Novel Methods of Drug Delivery
Drug-eluting stents and other devices are being used to target drugs locally and minimize systemic exposure. The systemic toxicity of potentially important compounds can be decreased significantly by combination with a variety of drug carrier vehicles that modify distribution. For example, linkage of the cytotoxic agent calicheamicin to an antibody directed to an antigen found on the surface of certain leukemic cells can target the drug to its intended site of action, improving the therapeutic index of calicheamicin.
Recent advances in drug delivery include the use of biocompatible polymers with functional monomers attached in such a way as to permit linkage of drug molecules to the polymer. A drug-polymer conjugate can be designed to be a stable, long-circulating prodrug by varying the molecular weight of the polymer and the cleavable linkage between the drug and the polymer. The linkage is designed to keep the drug inactive until it released from the backbone polymer by a disease-specific trigger, typically enzyme activity in the targeted tissue that delivers the active drug at or near the site of pathology. Nanoparticles are offering new opportunities for diagnosis, targeted drug delivery, and imaging of clinical effect (Prestidge et al., 2010; Sajja et al., 2009).

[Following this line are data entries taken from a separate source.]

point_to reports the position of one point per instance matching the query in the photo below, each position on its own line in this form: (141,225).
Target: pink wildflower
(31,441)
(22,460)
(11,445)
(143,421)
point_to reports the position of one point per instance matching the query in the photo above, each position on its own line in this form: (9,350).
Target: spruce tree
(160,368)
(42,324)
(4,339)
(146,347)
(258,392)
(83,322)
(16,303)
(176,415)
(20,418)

Drug products are considered to be pharmaceutical equivalents if they contain the same active ingredients and are identical in strength or concentration, dosage form, and route of administration. Two pharmaceutically equivalent drug products are considered to be bioequivalent when the rates and extents of bioavailability of the active ingredient in the two products are not significantly different under suitable test conditions. In the past, dosage forms of a drug from different manufacturers and even different lots of preparations from a single manufacturer sometimes differed in their bioavailability. Such differences were seen primarily among oral dosage forms of poorly soluble, slowly absorbed drugs such as the urinary anti-infective, metronidazole (flagyl). When first introduced, the generic form was not bioequivalent because the generic manufacturer was not able to mimic the proprietary process used to microsize the drug for absorption initially. Differences in crystal form, particle size, or other physical characteristics of the drug that are not rigidly controlled in formulation and manufacture affect disintegration of the dosage form and dissolution of the drug and hence the rate and extent of drug absorption.

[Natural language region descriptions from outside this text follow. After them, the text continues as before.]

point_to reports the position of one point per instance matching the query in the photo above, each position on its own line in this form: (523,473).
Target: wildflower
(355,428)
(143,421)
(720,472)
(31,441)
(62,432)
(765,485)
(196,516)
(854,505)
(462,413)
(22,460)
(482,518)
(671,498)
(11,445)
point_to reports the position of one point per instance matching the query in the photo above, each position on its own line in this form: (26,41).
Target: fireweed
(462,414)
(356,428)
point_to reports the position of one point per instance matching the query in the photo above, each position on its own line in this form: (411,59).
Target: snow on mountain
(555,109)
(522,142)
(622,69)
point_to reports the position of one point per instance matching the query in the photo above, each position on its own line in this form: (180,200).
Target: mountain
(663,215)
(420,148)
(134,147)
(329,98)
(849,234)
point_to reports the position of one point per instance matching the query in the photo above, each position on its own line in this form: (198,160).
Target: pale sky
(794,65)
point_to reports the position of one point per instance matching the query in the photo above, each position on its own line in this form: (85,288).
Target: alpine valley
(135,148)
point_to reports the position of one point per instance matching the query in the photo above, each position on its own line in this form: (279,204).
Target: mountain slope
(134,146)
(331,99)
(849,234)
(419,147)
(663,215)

The potential non-equivalence of different drug preparations has been a matter of concern (Meredith, 2009). However, no prospective clinical study has shown an FDA-approved generic drug product to yield significantly different therapeutic effects, even when testing published anecdotal reports of non-equivalence. Because of the legitimate concern of clinicians and the financial consequences of generic prescribing, this topic will continue to be actively addressed. Generic versus brand name prescribing is further discussed in connection with drug nomenclature and the choice of drug name in writing prescription orders (Appendix I).